In 1970 YAWF Women in New York revived International Working Women’s Day with a huge rally at the Women’s House of Detention, where both Ethel Rosenberg and Angela Davis had been incarcerated. The same year, the party joined the historic struggle against lesbian and gay oppression at the first Gay Pride march. 

Rosemary was a great friend of Leslie Feinberg, a party member and leader in the LGBTQ2+ movement. She was deeply saddened when Leslie died from a tick-borne infection in 2014.

She supported all these struggles with her usual enthusiasm.

Left to right, WWP comrades Minnie Bruce Pratt, Rosie Neidenberg, Milt Neidenberg, Leslie Feinberg, in Jersey City, N.J., 2008.

Warm, frank and honest

While Rosemary was enthusiastic and warm to her comrades, she was always frank and honest in giving her opinions. In fact, that was one of her most endearing qualities. Ask a question, get a straight answer. 

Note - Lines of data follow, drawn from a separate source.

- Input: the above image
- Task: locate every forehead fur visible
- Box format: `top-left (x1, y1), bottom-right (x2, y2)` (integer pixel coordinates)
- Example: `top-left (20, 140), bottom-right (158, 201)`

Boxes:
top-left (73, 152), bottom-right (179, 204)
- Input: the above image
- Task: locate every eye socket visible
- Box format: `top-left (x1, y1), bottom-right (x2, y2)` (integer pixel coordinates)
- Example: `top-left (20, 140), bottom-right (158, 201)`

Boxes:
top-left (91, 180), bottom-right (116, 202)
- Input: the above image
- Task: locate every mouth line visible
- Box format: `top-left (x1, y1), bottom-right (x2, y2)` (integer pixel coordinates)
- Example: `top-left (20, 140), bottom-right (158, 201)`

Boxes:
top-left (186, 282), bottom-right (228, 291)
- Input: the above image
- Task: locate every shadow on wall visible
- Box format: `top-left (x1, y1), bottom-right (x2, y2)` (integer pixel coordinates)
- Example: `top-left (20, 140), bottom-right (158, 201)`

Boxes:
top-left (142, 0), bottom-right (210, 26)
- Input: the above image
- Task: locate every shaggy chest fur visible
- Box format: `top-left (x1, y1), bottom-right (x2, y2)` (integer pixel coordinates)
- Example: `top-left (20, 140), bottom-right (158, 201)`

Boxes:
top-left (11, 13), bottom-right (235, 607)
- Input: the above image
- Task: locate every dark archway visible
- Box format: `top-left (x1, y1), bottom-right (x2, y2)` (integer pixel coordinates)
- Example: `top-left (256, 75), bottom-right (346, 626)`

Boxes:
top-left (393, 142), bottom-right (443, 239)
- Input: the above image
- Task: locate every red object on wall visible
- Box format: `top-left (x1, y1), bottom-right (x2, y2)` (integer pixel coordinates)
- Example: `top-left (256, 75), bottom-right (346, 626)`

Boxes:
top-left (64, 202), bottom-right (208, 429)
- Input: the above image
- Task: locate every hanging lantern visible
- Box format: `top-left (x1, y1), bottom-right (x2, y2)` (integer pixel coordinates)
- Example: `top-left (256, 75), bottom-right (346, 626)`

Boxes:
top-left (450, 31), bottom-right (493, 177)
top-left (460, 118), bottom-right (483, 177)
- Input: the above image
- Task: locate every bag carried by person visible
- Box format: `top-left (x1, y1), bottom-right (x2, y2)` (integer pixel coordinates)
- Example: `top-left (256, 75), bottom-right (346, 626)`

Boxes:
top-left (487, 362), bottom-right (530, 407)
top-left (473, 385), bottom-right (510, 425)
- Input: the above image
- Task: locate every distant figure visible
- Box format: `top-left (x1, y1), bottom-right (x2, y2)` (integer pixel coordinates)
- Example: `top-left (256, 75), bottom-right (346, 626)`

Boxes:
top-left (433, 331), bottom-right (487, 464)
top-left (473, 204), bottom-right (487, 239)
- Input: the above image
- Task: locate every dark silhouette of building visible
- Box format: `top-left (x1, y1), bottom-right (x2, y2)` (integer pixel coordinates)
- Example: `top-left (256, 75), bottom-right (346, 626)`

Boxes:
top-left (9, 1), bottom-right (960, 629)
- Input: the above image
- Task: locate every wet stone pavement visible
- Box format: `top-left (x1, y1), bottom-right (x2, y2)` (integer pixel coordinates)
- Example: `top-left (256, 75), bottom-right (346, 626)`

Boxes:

Along with everything else they did, she and Milt found the time and energy to bring a new life into being — their adored daughter Nina. They were kind and loving parents, so proud of Nina and the grandchildren she brought them.

Singing the Internationale at Milt Neidenberg’s memorial.

Rosemary Neidenberg was fortunate in understanding the world around her and making choices that put her on the right side of history. She led a long and valued life, making many contributions to WWP along the way, and is deeply missed.

There is much more about Rosemary that needs to be said. In these times of the COVID-19 epidemic, meetings and memorials are restricted. Hopefully, an online space will be made available soon for comments by all those who knew and loved her.  Rosemary Neidenberg ¡presente!